I hope you'll find it interesting, and feel free to leave a comment or ask questions!
I write mainly in English, but there will be some Norwegian too, especially posts about things
that mainly have Norwegian interest. Tutorials are bi-lingual.
Monday, 18 January 2010
Homemade soy milk and tofu - step by step, part 2
So, after making your own soy milk from beans, you're left with about 2 liters of fresh soy milk.
It's time to turn it into tofu!
(The tofu you make at home will come out as "cotton", not "silken", just for the record.)
First, you need a box or special tofu form to press the tofu in. I made my own out of a plastic box with some holes pinched, and the lid cut a bit smaller to fit inside the box with a weight on top. Line it with a cheese cloth or similar piece of loose-woven fabric, damp from being rinsed in cold water.Heat the soy milk up until about 80-90 degrees, hot, but not boiling. Use a thermometer if you have one. Switch off the heat and add your coagulant of choice, stir a couple of times and wait. You might have to add some more, but the less, the better.
I used apple cider vinegar because I couldn't get hold of nigari or gypsum. I added about 2 tbsp to 2 liters of soy milk.
When you see the whey and the solids separate into small curds, put the lid on the kettle and wait 10-15 minutes.
Take the lid off and check the state of things.
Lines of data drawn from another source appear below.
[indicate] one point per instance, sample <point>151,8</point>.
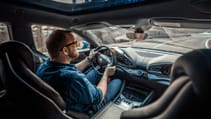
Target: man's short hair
<point>139,30</point>
<point>56,41</point>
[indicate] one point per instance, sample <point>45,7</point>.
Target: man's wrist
<point>88,59</point>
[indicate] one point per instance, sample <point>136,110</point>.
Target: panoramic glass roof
<point>84,6</point>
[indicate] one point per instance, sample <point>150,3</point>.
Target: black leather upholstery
<point>188,95</point>
<point>26,89</point>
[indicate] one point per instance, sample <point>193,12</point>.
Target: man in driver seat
<point>80,91</point>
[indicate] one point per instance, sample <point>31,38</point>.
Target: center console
<point>133,98</point>
<point>129,98</point>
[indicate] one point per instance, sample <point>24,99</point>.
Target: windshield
<point>160,38</point>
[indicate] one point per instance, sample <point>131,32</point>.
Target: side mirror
<point>131,35</point>
<point>139,36</point>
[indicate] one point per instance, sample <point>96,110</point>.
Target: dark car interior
<point>181,91</point>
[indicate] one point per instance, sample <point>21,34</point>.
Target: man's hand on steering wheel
<point>109,71</point>
<point>92,54</point>
<point>100,60</point>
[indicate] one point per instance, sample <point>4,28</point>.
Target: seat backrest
<point>188,95</point>
<point>25,87</point>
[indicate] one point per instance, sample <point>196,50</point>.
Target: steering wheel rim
<point>100,61</point>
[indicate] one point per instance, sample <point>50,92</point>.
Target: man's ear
<point>65,50</point>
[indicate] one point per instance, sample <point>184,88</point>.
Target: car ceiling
<point>194,9</point>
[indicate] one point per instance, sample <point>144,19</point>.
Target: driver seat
<point>27,91</point>
<point>188,96</point>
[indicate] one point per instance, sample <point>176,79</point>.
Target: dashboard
<point>145,63</point>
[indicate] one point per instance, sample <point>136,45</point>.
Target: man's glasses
<point>73,43</point>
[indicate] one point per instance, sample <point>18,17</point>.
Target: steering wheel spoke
<point>102,59</point>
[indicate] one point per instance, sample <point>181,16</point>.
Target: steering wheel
<point>102,58</point>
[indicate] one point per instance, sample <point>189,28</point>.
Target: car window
<point>4,34</point>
If the curds are quite large and separated from the whey, you're all good. If they're small and still kinda integrated, add a bit more coagulant and put the lid back on. If you're happy, try to get most of the whey out before scooping the curds into your tofu form. Use a sieve and a large spoon.
Spoon the curds into your form lined with sieve cloth. Your final tofu block will be about half the size of the initial mixture. You might want to pour some in, wait for it to drain some, and then add more. When all is in, wrap the cloth over the top, put the lid on and weigh it down with a can or something else heavy. Place it in a bowl or in the sink so the liquid that comes out is collected. Leave for 20 min - 1 hour depending on how hard you like the tofu.
I drained mine for about 30-40 minutes.
Carefully slide your tofu out of the form and into a bowl of cold water. Remove the sieve cloth. Take the tofu out of the water and dry it with some kitchen paper. Enjoy!
It keeps 2-3 days in the fridge if you store it in a box with water.